Elaboration collective du communiqué à la presse.

 

"Le comité pour la reconquête et la rétablissement  des bureaux de poste de monopole public a porté les 5000 premières signatures sur sa proposition de loi le 26 novembre 2008 à l’Assemblée Nationale. Le comité avait demandé audience a tous les groupes parlementaires.



Communiqué

Nous remercions le Député du Nord Jean-Jacques Candelier et Madame Marie-Line Raynaud, Députée des Charentes, qui ont permis l’accueil de Cette délégation.

 

La délégation, constituée par le Comité de Roquebrun pour le rétablissement des bureaux de poste, mandatée par 6000 élus signataires de la proposition de loi pour le rétablissement du monopole public de la Poste a été reçue ce jour, mercredi 26 novembre, à l’Assemblée Nationale par les représentants des groupes parlementaires G.D.R et P.S.

 

Elle a fait part du mandat qui est le sien : maintien et rétablissement des bureaux de poste dans les communes, rétablissement du monopole public postal, abrogation des directives postales européennes.

 

A la demande de la délégation, il a été répondu :

Par Monsieur Daniel Paul, Député PCF, que le dépôt d’un projet de loi prendrait du temps, et qu’il vallait mieux agir contre la privatisation prévue par le gouvernement.

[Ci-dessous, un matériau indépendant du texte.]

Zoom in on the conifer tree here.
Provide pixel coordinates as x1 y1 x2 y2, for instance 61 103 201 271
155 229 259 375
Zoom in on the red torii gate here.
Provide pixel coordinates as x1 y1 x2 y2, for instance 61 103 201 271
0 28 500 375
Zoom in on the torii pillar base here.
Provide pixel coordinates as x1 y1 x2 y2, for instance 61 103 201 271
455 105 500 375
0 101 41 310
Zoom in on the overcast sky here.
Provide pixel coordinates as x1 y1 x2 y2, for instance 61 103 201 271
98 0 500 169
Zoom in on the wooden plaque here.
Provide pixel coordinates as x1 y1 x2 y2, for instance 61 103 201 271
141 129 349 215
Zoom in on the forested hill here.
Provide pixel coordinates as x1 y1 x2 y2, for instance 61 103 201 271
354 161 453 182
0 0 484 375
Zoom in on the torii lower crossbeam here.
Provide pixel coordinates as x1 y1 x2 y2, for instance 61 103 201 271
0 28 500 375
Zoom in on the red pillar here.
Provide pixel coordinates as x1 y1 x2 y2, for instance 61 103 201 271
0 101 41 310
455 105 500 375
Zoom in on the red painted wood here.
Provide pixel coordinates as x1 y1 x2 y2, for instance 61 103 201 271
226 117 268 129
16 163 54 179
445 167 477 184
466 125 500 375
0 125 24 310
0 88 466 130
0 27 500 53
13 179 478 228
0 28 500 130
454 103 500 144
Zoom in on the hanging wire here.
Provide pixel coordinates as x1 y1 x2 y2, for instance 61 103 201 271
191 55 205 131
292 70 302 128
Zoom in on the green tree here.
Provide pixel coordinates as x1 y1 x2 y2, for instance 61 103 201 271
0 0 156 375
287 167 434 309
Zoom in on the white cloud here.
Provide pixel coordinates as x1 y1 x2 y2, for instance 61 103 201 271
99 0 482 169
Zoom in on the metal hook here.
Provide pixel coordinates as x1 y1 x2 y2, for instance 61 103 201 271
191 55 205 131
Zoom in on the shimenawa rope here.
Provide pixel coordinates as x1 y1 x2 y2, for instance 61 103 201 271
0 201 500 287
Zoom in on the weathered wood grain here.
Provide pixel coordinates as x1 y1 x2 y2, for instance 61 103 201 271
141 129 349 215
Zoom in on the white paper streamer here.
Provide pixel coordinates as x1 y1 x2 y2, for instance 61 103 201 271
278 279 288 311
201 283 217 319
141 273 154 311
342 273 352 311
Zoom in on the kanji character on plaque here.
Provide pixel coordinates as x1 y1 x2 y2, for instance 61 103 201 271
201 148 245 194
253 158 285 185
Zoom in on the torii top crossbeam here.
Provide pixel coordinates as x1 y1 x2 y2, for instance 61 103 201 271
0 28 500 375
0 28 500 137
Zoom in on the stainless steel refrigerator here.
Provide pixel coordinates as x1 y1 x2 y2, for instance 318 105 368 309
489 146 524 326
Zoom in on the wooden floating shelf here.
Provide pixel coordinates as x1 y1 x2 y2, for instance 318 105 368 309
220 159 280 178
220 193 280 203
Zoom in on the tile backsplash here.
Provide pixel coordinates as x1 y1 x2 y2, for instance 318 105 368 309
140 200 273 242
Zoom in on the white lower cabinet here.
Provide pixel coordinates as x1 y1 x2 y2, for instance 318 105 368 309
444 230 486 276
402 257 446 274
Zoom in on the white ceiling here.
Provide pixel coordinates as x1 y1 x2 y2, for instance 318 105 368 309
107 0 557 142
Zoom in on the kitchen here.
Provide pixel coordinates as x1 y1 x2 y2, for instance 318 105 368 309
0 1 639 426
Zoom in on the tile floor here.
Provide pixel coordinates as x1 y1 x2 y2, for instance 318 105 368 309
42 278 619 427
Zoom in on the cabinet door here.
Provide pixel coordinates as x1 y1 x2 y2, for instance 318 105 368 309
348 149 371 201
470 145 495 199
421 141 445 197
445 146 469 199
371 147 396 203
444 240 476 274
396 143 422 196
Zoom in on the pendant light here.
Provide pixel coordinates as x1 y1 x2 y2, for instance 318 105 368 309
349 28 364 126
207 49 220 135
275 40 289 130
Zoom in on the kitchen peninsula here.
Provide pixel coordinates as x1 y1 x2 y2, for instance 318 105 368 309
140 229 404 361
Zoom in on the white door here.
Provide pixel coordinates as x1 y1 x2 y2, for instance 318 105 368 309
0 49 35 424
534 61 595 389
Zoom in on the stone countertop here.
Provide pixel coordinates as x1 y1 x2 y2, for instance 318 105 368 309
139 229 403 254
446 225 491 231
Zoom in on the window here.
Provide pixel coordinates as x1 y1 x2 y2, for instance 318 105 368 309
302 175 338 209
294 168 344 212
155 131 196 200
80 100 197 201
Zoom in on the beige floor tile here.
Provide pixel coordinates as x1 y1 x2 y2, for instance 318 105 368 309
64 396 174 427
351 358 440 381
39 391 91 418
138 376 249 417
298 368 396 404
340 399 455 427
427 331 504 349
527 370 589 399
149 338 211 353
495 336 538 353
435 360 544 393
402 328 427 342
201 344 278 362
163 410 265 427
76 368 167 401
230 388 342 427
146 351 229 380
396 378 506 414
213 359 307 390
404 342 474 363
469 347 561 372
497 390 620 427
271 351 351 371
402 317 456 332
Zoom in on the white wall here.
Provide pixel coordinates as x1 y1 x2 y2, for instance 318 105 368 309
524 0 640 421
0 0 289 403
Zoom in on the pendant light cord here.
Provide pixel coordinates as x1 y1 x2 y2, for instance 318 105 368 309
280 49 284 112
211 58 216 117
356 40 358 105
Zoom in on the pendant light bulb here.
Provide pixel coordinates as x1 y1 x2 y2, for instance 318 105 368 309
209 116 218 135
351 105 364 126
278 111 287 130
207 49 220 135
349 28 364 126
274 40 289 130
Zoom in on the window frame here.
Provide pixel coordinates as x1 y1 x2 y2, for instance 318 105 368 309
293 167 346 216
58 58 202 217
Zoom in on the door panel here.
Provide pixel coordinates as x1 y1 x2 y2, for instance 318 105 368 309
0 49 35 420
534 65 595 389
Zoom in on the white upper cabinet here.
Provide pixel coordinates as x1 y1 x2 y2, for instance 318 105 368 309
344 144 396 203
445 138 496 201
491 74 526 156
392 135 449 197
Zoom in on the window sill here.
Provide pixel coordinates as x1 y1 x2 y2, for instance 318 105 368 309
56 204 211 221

Monsieur François Brottes, Député PS, a répondu que demander l’abrogation des directives européennes n’était pas dans la légalité des lois, et qu’il fallait demander un référendum contre la privatisation.

Monsieur Jean Jacques  Candelier a annoncé qu’il était prêt à accompagner le Comité auprès du Président de l’Assemblée Nationale, pour demander que le projet de loi soit déposé.

 

Conformément à notre mandat, nous avons rappelé :

Nous n’acceptons pas que des directives supranationales s’imposent aux représentants du peuple.

Nous demandons qu’il soit fait droit à la demande des citoyens, de leurs élus, et que soit respecté le mandat républicain des députés.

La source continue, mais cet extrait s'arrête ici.